Bonn: India on Monday joined the rest of the world in pledging a long-term engagement with Afghanistan for its transformation into a peaceful and prosperous country so that international terrorism does not again find a sanctuary there.

A communique issued at the end of an international conference on Afghanistan, chaired by Germany and attended by more than 100 countries including India to chart the future course for the restive-nation, said "the main threat to Afghanistan security and stability is terrorism" which also "endangers regional and global peace and security".

It affirmed the international community`s "common determination to never allow Afghanistan to once again become a haven for international terrorism".

Addressing the conference, External Affairs Minister S M Krishna, hinting at Pakistan, said terrorism emanating from outside Afghan borders posed potent threat to Afghanistan and warned that the war-torn country could "slip back" by outside interference in its internal affairs.

He underlined India`s pledge to support Afghanistan`s development while saying that the world community`s commitment to ensuring its stability and security should not end after international forces leave that nation in 2014.

The communique of the conference, aimed at ensuring international financial and technical support continues after the NATO troops withdraw in 2014, said the withdrawal of international troops should be followed by a decade of transformation so that Afghanistan is put on the path of "sustainable and equitable growth".

"We stress the need for a political solution in order to achieve peace land security in Afghanistan," the conference`s final conclusions said.

Recognizing the regional dimensions of terrorism and extremism, including terrorists safe havens, the communique stressed the need for "result oriented regional cooperation towards a region free from terrorism in order to secure Afghanistan and safe guard our common security against terrorist thereat".

It underlined the need for "political solution" to achieve peace ans security in Afghanistan. It called for "political process" for which "negotiations and reconciliation are essential elements" in order to ensure enduring stability in the country.
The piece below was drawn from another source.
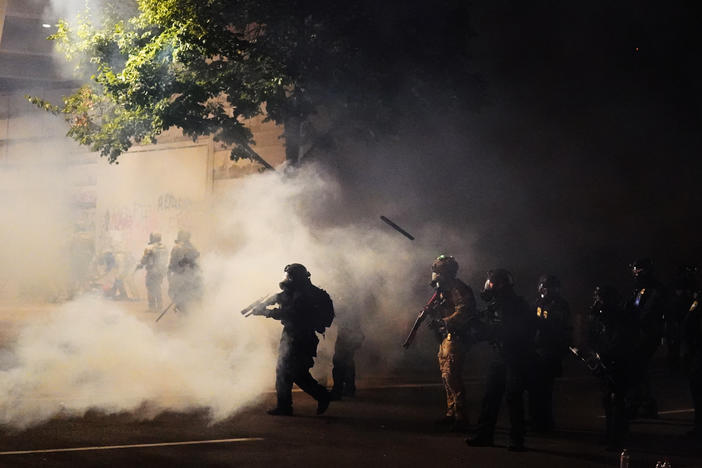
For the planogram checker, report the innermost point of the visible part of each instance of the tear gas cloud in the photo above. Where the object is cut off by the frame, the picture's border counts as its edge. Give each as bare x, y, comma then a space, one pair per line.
92, 353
The communique underscored the process of transition that should be followed by "a decade of transformation".

The international community shared Afghanistan`s aim of achieving self reliance and prosperity through developing its human and resources potential for a sustainable and equitable growth and improved standards of living.

Participants at the conference, including US Secretary of State Hillary Clinton, German Chancellor Angela Merkel and UN Secretary General Ban Ki-moon vowed to stand by Afghanistan as it struggles to establish security and stability.
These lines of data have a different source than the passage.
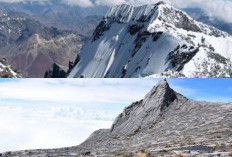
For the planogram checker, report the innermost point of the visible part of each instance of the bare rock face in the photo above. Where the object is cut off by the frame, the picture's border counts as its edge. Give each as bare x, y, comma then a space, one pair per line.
8, 71
163, 123
33, 48
143, 113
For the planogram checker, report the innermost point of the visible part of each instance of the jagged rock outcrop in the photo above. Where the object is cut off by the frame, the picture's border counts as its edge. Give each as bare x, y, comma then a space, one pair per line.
163, 123
7, 71
153, 39
55, 72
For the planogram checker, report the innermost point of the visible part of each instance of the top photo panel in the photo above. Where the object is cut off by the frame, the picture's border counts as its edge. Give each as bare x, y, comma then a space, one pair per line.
115, 39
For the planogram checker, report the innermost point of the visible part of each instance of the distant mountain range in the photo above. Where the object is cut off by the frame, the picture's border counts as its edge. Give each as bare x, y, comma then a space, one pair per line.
55, 13
154, 41
33, 47
164, 123
32, 31
8, 71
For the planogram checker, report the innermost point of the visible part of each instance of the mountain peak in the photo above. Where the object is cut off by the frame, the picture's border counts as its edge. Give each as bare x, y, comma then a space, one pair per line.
142, 114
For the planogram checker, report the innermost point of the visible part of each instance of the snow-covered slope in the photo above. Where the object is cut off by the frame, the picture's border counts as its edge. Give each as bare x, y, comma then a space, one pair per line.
154, 39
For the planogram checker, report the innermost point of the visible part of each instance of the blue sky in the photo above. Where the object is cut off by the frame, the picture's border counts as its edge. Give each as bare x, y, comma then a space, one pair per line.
220, 9
51, 113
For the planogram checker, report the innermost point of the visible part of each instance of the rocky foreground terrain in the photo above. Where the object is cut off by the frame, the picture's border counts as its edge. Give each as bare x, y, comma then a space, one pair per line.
164, 123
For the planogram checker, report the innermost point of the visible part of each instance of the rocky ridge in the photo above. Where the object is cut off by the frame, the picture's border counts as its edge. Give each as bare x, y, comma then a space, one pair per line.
152, 39
7, 71
164, 123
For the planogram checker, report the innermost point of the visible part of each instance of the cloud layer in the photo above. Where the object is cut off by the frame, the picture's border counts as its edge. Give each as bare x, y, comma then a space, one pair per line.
51, 113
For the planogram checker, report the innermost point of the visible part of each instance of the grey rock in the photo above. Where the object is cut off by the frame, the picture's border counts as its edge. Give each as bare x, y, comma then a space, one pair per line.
163, 123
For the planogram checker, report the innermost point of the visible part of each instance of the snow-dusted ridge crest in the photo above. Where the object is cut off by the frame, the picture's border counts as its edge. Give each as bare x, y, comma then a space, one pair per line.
164, 123
151, 40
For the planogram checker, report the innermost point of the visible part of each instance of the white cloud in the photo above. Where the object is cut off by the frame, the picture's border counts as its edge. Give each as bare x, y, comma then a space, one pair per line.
34, 128
76, 91
51, 113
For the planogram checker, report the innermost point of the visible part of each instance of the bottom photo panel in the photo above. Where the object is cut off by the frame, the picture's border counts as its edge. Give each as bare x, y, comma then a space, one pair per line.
115, 117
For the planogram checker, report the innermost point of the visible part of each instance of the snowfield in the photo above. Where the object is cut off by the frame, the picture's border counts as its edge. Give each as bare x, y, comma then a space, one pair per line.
154, 40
"This renewed partnership between Afghanistan and the international community entails firm mutual commitments in the areas of governance, security, the peace process, economic and social development, and regional cooperation," the conference`s final conclusions said.
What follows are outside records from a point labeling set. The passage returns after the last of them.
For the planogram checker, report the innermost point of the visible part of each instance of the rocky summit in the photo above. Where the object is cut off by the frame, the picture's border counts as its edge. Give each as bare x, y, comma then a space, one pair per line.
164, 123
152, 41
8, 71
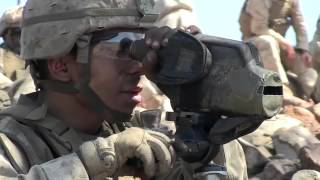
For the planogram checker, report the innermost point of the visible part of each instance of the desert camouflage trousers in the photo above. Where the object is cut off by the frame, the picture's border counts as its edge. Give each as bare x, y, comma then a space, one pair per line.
271, 58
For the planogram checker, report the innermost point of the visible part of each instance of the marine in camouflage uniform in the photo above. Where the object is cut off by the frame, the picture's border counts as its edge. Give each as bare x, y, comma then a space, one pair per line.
75, 126
315, 46
10, 31
265, 23
315, 51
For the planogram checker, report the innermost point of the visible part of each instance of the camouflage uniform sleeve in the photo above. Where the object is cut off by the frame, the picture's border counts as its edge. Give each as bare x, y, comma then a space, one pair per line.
13, 165
178, 13
259, 11
315, 43
299, 26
"The protection of civilians, strengthening the rule of law and the fight against corruption in all its forms remain key priorities."

The meeting came 10 years after another conference here put an interim Afghan government under Hamid Karzai in place after US-led troops ousted the Taliban in the wake of the September 11 attacks.

However, Pakistan – seen as a key actor to bring the bloody strife in Afghanistan to an end – decided to stay away from Bonn.